By Nate Raymond
BOSTON (Reuters) – A private equity firm founder who was one of the first parents to face trial on charges arising out of a vast U.S. college admissions scandal was re-sentenced on Friday to six months’ home detention after an appeals court tossed most of his conviction.
John Wilson, the founder of Hyannis Port Capital, was originally sentenced to 15 months in prison before a federal appeals court in Boston in May upended his 2021 fraud convictions for conspiring to pay bribes to secure spots for his children at top universities. His new sentence also includes 250 hours of community service.

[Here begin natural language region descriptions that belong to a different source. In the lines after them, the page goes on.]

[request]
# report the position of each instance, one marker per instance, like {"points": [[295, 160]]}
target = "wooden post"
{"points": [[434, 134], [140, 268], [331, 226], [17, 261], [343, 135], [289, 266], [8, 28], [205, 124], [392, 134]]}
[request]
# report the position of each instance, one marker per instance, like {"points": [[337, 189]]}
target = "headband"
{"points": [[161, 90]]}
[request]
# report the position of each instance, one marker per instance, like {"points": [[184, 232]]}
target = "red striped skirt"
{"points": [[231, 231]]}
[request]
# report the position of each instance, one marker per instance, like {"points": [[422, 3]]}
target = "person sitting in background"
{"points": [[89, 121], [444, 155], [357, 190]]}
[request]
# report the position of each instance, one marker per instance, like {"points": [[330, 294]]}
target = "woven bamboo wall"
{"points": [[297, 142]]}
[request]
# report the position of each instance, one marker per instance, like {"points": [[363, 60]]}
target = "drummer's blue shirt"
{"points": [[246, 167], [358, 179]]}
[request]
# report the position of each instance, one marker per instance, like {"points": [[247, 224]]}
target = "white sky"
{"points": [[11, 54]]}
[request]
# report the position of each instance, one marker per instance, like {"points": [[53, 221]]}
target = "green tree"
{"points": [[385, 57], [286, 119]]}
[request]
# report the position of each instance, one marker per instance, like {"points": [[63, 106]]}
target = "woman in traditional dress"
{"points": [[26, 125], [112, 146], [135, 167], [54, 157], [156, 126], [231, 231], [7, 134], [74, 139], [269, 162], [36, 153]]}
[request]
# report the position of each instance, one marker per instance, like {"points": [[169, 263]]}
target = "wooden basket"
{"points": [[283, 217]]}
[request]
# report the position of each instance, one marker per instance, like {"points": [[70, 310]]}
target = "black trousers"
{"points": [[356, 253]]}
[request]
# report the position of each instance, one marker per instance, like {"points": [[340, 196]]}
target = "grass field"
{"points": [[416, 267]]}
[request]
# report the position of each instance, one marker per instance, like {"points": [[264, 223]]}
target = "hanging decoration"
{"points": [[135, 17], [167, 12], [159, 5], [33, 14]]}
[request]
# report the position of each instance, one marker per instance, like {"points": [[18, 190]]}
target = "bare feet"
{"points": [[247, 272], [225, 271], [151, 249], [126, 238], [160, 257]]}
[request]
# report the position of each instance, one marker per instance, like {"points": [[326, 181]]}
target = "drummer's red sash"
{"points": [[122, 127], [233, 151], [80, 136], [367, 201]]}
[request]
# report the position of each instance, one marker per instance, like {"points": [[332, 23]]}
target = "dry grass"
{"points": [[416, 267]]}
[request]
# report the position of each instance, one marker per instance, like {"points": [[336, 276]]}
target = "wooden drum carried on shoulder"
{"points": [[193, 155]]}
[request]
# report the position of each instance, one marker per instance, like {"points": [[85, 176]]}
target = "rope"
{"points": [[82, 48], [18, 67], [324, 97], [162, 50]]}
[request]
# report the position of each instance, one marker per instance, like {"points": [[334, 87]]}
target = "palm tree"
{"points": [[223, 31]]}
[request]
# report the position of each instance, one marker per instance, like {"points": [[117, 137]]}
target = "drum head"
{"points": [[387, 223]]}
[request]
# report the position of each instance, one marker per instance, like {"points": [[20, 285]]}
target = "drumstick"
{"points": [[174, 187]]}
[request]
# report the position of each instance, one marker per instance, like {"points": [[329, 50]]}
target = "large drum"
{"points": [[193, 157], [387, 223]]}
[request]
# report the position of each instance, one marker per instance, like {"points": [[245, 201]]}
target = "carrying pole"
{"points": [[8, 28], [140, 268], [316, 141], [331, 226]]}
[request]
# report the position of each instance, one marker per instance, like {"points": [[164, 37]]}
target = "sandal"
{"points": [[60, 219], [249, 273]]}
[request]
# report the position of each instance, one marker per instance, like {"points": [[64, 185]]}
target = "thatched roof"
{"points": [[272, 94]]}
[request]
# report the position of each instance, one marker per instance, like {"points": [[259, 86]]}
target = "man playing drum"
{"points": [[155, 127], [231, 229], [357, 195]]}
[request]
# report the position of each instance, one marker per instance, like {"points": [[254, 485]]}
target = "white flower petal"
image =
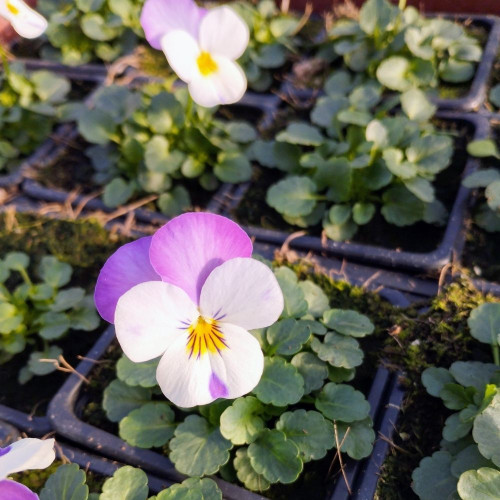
{"points": [[238, 368], [26, 454], [184, 380], [150, 316], [27, 22], [182, 53], [242, 292], [224, 33], [227, 85]]}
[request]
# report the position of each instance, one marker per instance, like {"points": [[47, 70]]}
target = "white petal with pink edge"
{"points": [[224, 33], [238, 368], [182, 52], [184, 380], [242, 292], [151, 316], [226, 85], [27, 22], [26, 454], [159, 17]]}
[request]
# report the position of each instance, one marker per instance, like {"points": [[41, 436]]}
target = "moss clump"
{"points": [[36, 479], [437, 337]]}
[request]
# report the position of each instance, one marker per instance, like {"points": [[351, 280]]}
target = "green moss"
{"points": [[438, 337], [36, 479]]}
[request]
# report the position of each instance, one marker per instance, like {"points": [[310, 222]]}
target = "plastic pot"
{"points": [[451, 242], [66, 422]]}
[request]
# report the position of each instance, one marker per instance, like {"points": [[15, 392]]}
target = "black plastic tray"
{"points": [[63, 416], [431, 261]]}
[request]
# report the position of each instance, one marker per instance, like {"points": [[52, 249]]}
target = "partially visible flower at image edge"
{"points": [[189, 294], [25, 454], [201, 46], [27, 22]]}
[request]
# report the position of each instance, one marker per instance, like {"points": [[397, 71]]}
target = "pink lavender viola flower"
{"points": [[27, 22], [201, 47], [190, 294], [23, 455]]}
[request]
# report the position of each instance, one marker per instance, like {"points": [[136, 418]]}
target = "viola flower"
{"points": [[27, 22], [201, 47], [189, 294], [23, 455]]}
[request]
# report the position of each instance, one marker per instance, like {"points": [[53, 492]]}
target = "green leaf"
{"points": [[38, 367], [312, 434], [492, 194], [495, 95], [338, 350], [295, 303], [137, 374], [50, 87], [316, 298], [483, 148], [434, 379], [486, 431], [342, 402], [456, 397], [376, 15], [241, 132], [455, 429], [233, 167], [240, 423], [358, 443], [275, 457], [247, 474], [416, 105], [156, 154], [484, 323], [53, 325], [127, 483], [117, 192], [287, 336], [198, 448], [348, 322], [302, 134], [433, 478], [363, 213], [193, 488], [473, 373], [482, 484], [455, 71], [313, 370], [281, 384], [393, 73], [119, 399], [96, 126], [467, 459], [149, 426], [67, 483]]}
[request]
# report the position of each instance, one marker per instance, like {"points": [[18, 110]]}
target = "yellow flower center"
{"points": [[206, 64], [13, 9], [204, 337]]}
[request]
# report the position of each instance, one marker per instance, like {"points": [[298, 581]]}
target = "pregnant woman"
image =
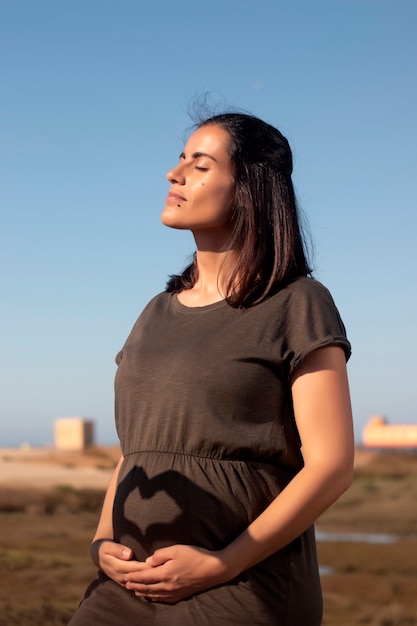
{"points": [[232, 408]]}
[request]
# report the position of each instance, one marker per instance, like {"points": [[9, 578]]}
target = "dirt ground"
{"points": [[49, 504]]}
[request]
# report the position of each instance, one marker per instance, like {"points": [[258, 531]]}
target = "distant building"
{"points": [[73, 433], [379, 434]]}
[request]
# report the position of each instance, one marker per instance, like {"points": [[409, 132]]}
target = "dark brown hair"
{"points": [[267, 236]]}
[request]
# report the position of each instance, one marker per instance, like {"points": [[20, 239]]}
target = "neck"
{"points": [[214, 270]]}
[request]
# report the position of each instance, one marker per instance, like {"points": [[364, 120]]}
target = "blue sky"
{"points": [[94, 105]]}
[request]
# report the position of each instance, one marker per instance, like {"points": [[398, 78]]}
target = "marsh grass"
{"points": [[45, 564]]}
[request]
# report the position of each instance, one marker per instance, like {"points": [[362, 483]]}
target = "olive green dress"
{"points": [[205, 420]]}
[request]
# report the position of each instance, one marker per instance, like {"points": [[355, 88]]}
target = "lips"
{"points": [[175, 197]]}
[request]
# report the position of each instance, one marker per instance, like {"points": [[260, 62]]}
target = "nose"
{"points": [[176, 176]]}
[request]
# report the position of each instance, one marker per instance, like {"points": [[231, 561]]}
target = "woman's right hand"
{"points": [[114, 559]]}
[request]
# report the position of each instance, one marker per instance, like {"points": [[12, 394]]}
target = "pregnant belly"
{"points": [[163, 499]]}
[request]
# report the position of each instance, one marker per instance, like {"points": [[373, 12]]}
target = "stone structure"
{"points": [[379, 434], [73, 433]]}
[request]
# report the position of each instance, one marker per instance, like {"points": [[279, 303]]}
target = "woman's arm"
{"points": [[324, 420]]}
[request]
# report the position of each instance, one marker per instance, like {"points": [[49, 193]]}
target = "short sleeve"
{"points": [[311, 320]]}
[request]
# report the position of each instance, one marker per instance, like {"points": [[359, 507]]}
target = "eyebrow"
{"points": [[196, 155]]}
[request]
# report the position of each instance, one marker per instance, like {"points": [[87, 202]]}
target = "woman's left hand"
{"points": [[177, 572]]}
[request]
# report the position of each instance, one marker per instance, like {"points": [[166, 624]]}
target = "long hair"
{"points": [[267, 238]]}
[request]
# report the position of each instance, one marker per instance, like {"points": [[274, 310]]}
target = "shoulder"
{"points": [[303, 291]]}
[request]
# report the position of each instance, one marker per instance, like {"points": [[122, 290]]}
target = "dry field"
{"points": [[49, 505]]}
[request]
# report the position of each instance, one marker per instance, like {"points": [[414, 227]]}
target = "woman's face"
{"points": [[201, 192]]}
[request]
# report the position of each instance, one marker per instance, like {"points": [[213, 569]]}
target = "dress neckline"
{"points": [[183, 308]]}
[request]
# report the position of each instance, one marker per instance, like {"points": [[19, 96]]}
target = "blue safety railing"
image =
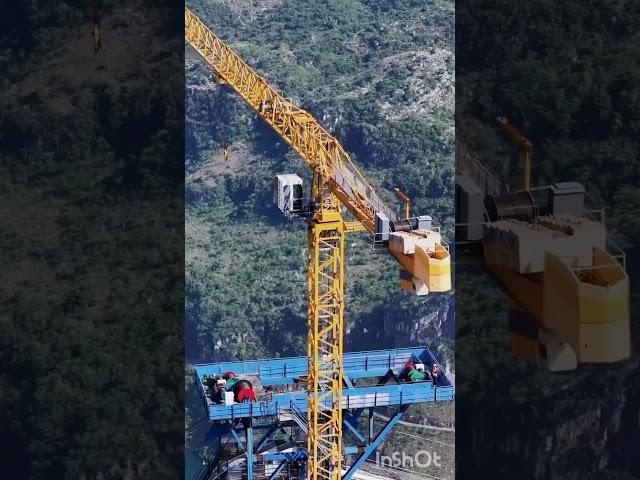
{"points": [[364, 397], [356, 365]]}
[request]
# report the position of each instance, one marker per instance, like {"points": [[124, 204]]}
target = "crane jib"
{"points": [[319, 149]]}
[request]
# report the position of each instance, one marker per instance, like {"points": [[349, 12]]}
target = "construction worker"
{"points": [[230, 378], [435, 375], [413, 373], [225, 147]]}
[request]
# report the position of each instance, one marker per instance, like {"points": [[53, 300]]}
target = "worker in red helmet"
{"points": [[246, 395]]}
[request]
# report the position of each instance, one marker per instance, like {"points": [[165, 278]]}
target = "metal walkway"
{"points": [[250, 428]]}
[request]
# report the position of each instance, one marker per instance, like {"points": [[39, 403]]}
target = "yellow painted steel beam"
{"points": [[317, 147], [325, 289]]}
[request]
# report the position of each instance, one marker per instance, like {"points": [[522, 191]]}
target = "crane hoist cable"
{"points": [[96, 32]]}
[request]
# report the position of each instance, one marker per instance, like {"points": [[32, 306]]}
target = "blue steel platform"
{"points": [[283, 371], [276, 411]]}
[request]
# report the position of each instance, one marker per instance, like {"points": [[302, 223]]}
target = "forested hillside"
{"points": [[567, 75], [91, 346], [379, 75]]}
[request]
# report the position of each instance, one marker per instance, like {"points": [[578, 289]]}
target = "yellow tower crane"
{"points": [[424, 261]]}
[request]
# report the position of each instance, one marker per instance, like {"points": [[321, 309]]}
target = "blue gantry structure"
{"points": [[243, 435]]}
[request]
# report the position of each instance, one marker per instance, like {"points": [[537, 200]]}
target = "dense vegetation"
{"points": [[567, 75], [91, 343]]}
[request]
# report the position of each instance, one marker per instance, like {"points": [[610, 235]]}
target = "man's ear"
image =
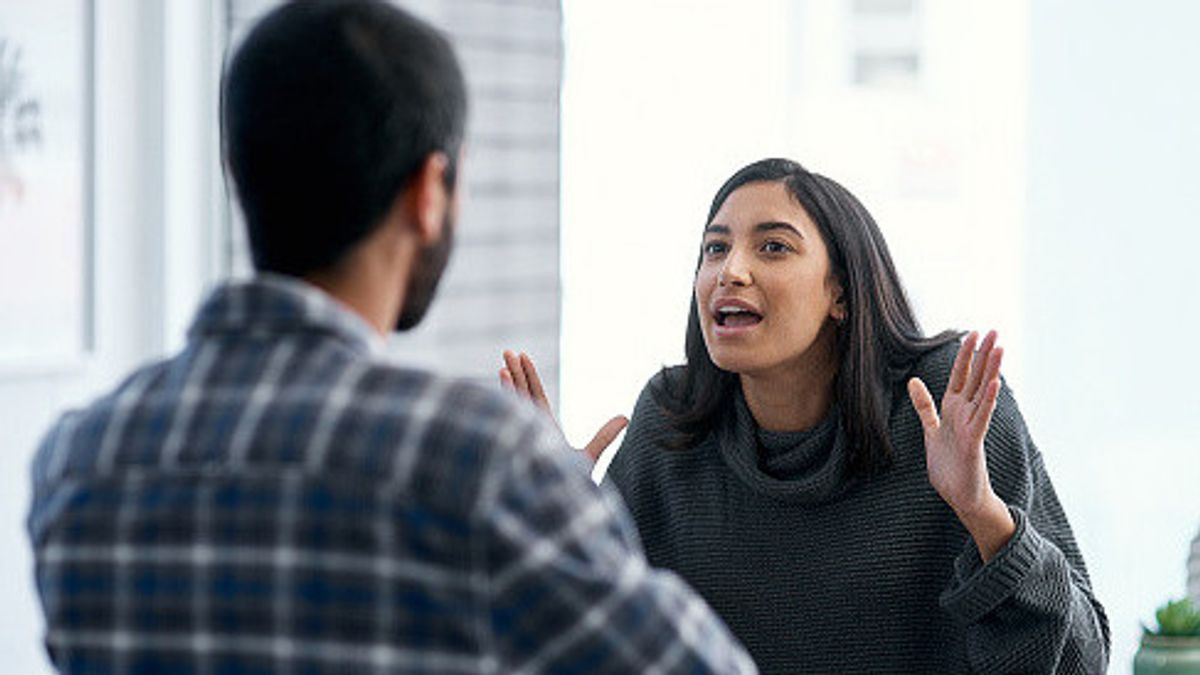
{"points": [[429, 197]]}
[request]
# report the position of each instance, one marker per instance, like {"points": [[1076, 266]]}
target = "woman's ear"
{"points": [[838, 310]]}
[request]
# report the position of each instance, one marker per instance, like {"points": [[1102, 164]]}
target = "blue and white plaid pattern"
{"points": [[276, 499]]}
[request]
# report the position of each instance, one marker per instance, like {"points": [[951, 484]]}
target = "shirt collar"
{"points": [[274, 303]]}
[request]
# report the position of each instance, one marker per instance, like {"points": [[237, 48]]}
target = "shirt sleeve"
{"points": [[568, 587], [1031, 608]]}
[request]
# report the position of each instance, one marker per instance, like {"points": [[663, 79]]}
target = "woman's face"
{"points": [[763, 290]]}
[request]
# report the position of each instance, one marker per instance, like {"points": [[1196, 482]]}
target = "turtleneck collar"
{"points": [[795, 466]]}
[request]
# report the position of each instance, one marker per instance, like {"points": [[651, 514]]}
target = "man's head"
{"points": [[334, 113]]}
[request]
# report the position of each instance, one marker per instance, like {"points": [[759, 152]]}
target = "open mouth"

The court held that jurors were wrongly instructed that university admissions slots constituted property under federal fraud statutes.
That ruling overturned all of his trial convictions except on a tax fraud charge for taking $220,000 in fraudulent tax write-offs in 2014 for a quid pro quo payment he made to secure his son’s admission to the University of Southern California.
Prosecutors argued that crime would justify U.S. District Judge Leo Sorokin imposing a 15-month sentence once again, while defense lawyers said only probation was appropriate after Wilson’s “sweeping victory” on appeal.
A lawyer for Wilson did not immediately respond to a request for comment.
Wilson was among dozens of people charged in 2019 in the “Operation Varsity Blues” investigation, which exposed how some wealthy parents went to extreme lengths to secure spots for their children at elite universities including Yale, Georgetown and USC.
At the center of the scheme was William “Rick” Singer, a California college admissions consultant who in 2019 admitted he facilitated cheating on college entrance exams and funneled money from parents to corrupt university coaches to secure the admission of their children as fake athletic recruits.
Singer was sentenced in January to 3-1/2 years in prison. Fifty people in total pleaded guilty, including the actors Lori Loughlin and Felicity Huffman, who were among Singer’s clients.
Prosecutors said Wilson was also one of Singer’s clients and in 2014 paid $220,000 to secure the admission of his son to USC as a water polo recruit. Singer then funneled $100,000 to an account controlled by USC’s water polo coach, prosecutors said.
They said Wilson subsequently deducted the payments as purported business expenses and a charitable donation on his tax return, allowing him to avoid paying nearly $90,000 in income taxes.
He and another parent, former casino executive Gamal Aziz, in 2021 became the first Varsity Blues defendants to face trial. Aziz was convicted alongside Wilson, but the 1st U.S. Circuit Court of Appeals vacated his conviction.